Во время Великого поста у нас строго соблюдалась постная пища. А <так как> повар в гостинице не умел готовить такие блюда, то в постные дни готовила Прасковна, и очень вкусно. Я решила, что в течение всего поста не буду есть сладкого за обедом, но никому не говорила о своем решении. Однако вскоре Leek, около которой я сидела, заметила, что я каждый день отказываюсь от этих блюд, и спросила меня наедине, почему я это делаю. Я ей объяснила. На следующий день я в чем-то провинилась, и Мама мне сказала, что я сладкого не получу. Leek ей объяснила, что я и так не ем, что, видимо, удивило Мама. Я осталась ненаказанной, но вскоре пришлось подвергнуться большому искушению. Мама заказала к обеду два сладких, из которых одно было custard[33] в чашечках, которое все обожали и которое редко появлялось. Когда же появился custard, у меня так слюнки и потекли, и я старалась не смотреть на поднос с привлекательными чашечками. Но не тут-то было: все стали у меня спрашивать, откажусь ли я и от него. Кажется, Leek, знавшая, как я его люблю, сказала мне, что это придаточное сладкое и оно не в счет, так что я могу его съесть. Но, подавив все свои вожделения, я сказала, что именно поэтому я не смогу это сделать, раз дала такой зарок. Все это я объясняла почти шепотом, чтобы никто не слышал, и закручивала свои пальцы от смущения. Мне было неприятно, что об этом говорили.

Мы всегда ходили в русскую церковь с родителями. Туда же приходила школа девочек, которые выстраивались справа. Их сопровождала кислая немка, которая садилась впереди около них и слушала всю обедню не вставая. Мама раз подошла к ней и объяснила, что не полагается всю обедню сидеть, тем более во время пения «Тебе поем». Она злобно посмотрела на Мама и ответила, что это ее не касается. Leek брала уроки пения у некоего Herr Schaffe. За уроки платили родители. У нее был сдобный голос, и он ей приносил для пения слащавые немецкие песенки и смотрел на нее маслеными глазами, так как она была очень миловидна. Верно, он был в нее влюблен, и они вели бесконечные разговоры помимо пения, и она краснела и смущалась. Но мы ничего не понимали из их разговоров.

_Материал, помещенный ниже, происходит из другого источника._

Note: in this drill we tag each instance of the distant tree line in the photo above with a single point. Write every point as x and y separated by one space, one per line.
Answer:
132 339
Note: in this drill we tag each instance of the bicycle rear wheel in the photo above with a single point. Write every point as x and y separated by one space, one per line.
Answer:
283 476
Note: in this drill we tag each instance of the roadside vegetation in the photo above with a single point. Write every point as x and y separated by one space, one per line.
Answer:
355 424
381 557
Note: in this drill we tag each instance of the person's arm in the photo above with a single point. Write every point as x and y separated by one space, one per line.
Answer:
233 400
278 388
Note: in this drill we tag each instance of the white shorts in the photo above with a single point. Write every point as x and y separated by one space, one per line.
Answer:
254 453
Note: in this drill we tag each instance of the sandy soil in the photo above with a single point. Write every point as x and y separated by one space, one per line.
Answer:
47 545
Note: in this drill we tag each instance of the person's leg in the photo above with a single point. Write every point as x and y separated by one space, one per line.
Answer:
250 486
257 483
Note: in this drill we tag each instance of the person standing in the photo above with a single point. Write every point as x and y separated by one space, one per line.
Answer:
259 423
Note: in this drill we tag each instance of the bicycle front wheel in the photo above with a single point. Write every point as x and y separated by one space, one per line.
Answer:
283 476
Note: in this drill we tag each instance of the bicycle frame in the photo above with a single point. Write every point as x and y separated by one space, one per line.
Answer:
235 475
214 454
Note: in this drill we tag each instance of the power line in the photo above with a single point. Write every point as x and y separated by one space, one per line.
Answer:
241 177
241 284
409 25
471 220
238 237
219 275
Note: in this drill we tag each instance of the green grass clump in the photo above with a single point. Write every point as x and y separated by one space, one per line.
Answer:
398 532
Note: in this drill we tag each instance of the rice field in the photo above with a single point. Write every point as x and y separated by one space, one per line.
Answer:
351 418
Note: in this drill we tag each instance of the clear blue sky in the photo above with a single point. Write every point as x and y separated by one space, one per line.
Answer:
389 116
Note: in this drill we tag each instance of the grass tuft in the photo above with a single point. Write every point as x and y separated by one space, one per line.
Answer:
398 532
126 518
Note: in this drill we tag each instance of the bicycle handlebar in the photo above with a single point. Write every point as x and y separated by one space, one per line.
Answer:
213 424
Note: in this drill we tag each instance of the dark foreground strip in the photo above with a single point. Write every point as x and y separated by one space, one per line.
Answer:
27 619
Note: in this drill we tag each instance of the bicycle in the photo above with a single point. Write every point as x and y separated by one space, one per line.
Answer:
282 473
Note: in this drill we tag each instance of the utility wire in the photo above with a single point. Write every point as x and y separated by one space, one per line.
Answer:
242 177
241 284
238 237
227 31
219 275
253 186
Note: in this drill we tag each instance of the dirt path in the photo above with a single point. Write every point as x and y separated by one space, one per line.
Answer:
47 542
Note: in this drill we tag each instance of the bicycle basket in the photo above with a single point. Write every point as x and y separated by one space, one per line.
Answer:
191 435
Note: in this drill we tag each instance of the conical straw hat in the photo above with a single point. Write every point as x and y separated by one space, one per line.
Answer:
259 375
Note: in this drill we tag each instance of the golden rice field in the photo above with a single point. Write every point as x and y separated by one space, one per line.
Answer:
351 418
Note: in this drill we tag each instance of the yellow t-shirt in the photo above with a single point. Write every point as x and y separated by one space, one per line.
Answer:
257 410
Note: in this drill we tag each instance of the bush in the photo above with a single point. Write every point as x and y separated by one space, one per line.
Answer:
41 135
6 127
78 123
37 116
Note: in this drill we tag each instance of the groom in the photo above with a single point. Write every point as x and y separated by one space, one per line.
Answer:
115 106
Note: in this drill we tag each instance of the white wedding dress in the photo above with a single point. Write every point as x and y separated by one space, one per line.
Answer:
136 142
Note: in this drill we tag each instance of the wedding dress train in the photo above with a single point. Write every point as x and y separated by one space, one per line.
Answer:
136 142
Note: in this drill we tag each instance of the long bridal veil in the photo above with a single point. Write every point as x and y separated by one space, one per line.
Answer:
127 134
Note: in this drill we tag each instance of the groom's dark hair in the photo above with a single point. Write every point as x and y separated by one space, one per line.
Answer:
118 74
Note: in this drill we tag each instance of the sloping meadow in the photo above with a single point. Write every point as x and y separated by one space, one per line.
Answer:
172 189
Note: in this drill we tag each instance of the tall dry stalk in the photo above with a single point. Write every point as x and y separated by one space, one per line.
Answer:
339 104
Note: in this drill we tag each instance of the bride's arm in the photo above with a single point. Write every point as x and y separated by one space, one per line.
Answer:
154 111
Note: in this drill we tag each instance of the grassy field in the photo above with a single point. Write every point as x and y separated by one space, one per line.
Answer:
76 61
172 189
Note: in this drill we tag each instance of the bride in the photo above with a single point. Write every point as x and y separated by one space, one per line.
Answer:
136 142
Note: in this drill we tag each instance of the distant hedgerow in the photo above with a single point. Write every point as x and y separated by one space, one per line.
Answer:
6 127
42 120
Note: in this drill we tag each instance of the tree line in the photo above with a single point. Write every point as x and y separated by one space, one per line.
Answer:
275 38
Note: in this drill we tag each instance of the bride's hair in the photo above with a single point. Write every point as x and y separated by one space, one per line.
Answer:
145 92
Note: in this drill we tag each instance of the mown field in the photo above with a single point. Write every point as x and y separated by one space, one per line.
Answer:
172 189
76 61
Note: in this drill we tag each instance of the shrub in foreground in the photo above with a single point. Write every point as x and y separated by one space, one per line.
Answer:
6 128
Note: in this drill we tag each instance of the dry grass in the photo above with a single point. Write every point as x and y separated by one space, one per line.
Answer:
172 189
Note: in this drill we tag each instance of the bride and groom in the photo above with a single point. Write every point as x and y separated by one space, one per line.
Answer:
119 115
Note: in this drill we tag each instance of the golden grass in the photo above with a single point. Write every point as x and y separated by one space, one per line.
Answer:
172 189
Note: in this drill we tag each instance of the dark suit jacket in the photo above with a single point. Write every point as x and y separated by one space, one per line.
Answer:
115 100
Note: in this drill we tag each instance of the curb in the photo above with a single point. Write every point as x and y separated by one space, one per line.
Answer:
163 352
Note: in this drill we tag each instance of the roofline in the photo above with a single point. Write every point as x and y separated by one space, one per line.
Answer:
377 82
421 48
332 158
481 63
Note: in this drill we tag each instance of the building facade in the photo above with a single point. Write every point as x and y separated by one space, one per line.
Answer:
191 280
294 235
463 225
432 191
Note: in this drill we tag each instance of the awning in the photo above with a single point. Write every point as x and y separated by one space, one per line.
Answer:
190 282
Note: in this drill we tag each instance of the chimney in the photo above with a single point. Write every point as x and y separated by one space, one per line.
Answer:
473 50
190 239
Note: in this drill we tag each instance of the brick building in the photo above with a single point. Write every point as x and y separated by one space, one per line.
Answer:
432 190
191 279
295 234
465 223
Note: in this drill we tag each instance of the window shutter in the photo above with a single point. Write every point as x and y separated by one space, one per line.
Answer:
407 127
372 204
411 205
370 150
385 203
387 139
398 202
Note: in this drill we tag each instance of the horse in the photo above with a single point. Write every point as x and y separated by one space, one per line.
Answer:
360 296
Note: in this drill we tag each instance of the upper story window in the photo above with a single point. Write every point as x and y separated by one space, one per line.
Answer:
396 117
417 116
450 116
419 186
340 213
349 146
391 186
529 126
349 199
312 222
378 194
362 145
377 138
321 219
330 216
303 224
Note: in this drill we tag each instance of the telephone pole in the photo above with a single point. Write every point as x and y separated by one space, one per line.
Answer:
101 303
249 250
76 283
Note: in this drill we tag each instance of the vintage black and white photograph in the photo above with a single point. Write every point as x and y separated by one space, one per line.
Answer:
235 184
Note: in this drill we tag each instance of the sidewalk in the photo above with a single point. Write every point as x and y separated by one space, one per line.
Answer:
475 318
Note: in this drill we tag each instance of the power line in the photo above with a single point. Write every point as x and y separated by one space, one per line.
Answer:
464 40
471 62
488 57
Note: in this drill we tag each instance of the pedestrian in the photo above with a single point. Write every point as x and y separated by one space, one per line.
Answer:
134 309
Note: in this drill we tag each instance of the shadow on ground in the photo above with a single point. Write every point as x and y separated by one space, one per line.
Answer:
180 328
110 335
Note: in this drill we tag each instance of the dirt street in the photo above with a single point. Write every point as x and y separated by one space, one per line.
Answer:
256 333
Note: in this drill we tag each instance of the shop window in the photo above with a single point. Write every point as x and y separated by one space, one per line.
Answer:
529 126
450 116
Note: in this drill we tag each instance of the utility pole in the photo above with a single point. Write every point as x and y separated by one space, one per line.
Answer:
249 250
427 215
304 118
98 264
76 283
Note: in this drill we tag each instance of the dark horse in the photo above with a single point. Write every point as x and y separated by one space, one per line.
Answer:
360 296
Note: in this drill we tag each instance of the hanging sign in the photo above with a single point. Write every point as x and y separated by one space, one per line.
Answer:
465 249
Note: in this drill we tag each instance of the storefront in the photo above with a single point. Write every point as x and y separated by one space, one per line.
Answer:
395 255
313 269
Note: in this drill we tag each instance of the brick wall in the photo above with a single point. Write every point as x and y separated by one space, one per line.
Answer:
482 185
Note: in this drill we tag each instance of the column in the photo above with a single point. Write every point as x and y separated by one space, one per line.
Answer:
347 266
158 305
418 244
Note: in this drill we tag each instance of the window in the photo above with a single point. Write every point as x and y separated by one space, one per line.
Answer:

Я упомянула о церкви. В дрезденской церкви меня впервые поразили слова Евангелия, которые я, вероятно, раньше не замечала, да и едва ли их слушала. Я любила церковное пение, когда оно было стройным. Были у меня любимые напевы: особенно «Седьмая Херувимская» Бортнянского, хотя я не знала, что она седьмая и что он ее написал, но к чтению Евангелия я не прислушивалась, верно, думала о другом, но в этот раз меня потрясли повторяющиеся, как мне казалось, слова: «Аз есмь Пастырь добрый», меня это вдруг глубоко тронуло. Мне показалось, что слышу эти слова впервые, и лишь стало жалко, когда кончилось чтение Евангелий. Нам всегда дарили малиновое русское Евангелие и молитвенник к первому говению, так что когда мы вернулись домой и я могла улучить минуту, то стала рыться в своем Евангелии, пока не нашла эти запавшие в сердце слова. Но все эти душевные переживания я таила в себе и никому о них не говорила. Даже дорогой Мими, которая, казалось, лучше всех меня понимала. При всей своей любви к Мама, я тогда еще не чувствовала с ней той близости, которая нас позднее соединила. В то время она была для меня чем-то недосягаемым, а Мими, делившая с нами все наши радости и горести, была самым близким человеком и, хотя она из ревности ни одну из наших гувернанток не любила, отлично сознавала свою роль в нашей жизни.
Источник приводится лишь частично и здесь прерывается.